For this reason, in the first months of 2020, we planned a radical change in how we approach releases.
We started analyzing our release process to understand which critical pieces to fix first.
Issues encountered
We ended up defining 3 main issues:
- The way we managed our SQL code
- A single critical backend server
- Release and configuration process mixed
How we resolved these in detail:
- We moved from database projects (in Visual Studio) to migration scripts (executed with badgie-migrator ) for updating our databases; this led us to have a defined version for each database at each release, helping us improve deployment database speed (from hours to seconds) and in reducing post-release issues (having incremental deployment we can deploy and switch on features at different moments because new features are implemented under Feature Flags).
- We had a lot of backend critical services installed on a single server, that meant we couldn’t do hot deployments without disrupting customers.
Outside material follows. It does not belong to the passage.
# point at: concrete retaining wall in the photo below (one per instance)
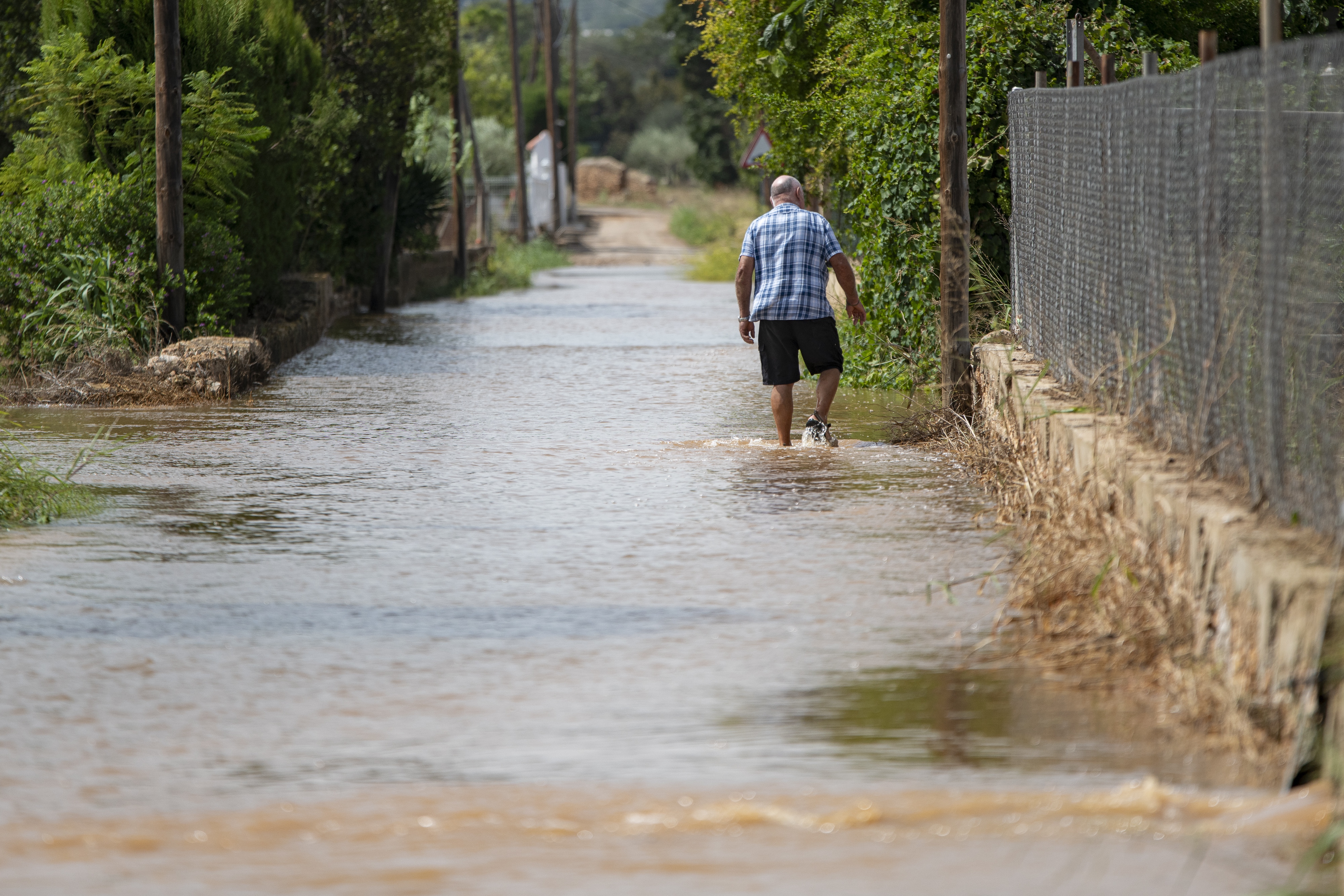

To fix this issue, we replicated these services on a second server, managing their failover in seconds instead of minutes.
- We were also using our release process for keeping our servers and configurations aligned. To speed up the process we introduced a new configuration management tool (chef) that does all the configuration work, leaving the release pipeline to just release work.
The new process
The CI/CD tool we chose is Azure Pipelines. We decided on it because we were already using other tools of the Azure DevOps universe so in order to keep consistency with the tools we were using and we gained some experience with some POC we previously created.
We based our approach on the motto “Build Once, Deploy Many” that made it repeatable and easier to debug.
- step 1 was to create a single build having all the deployable projects grouped onto a single solution.
- step 2 was to create a multistage release pipeline so that every change to be deployed in production needs to first be deployed on test and staging environments. To save production from human errors we also added an approval process for production deployment
Once the new pipeline was complete, for a customer with over 80 servers to manage we were able to move from 5 hours of hot deployment and a failure rate of 1:2 (failure meant for most cases a web server that couldn’t be deployed and that was kept out of balancer, so nothing destructive), to a duration of less than 1 hour with a failure rate of 1:200. So, we improved both resilience and speed of the process. Compared to when we did manual cold deployments, we also greatly improved the number of production releases, meaning a faster SW life cycle and faster response to customer needs. We moved from 1 release per month to approximately 1 release per day as shown in the following graph:
If we add test and staging environments to the count these numbers get higher – an average of 250 releases per month. This is great because developers can test immediately their modification increasing company productivity.
The future
Our goal for the next year in terms of Continuous Deployment is to keep decreasing our production release duration without affecting the newly created resilience and reliability; in order to reach it we are planning to introduce a deployment based on ring.
Our goal is to have releases that take less than 15 minutes. We also want to use this approach with other iSolutions products.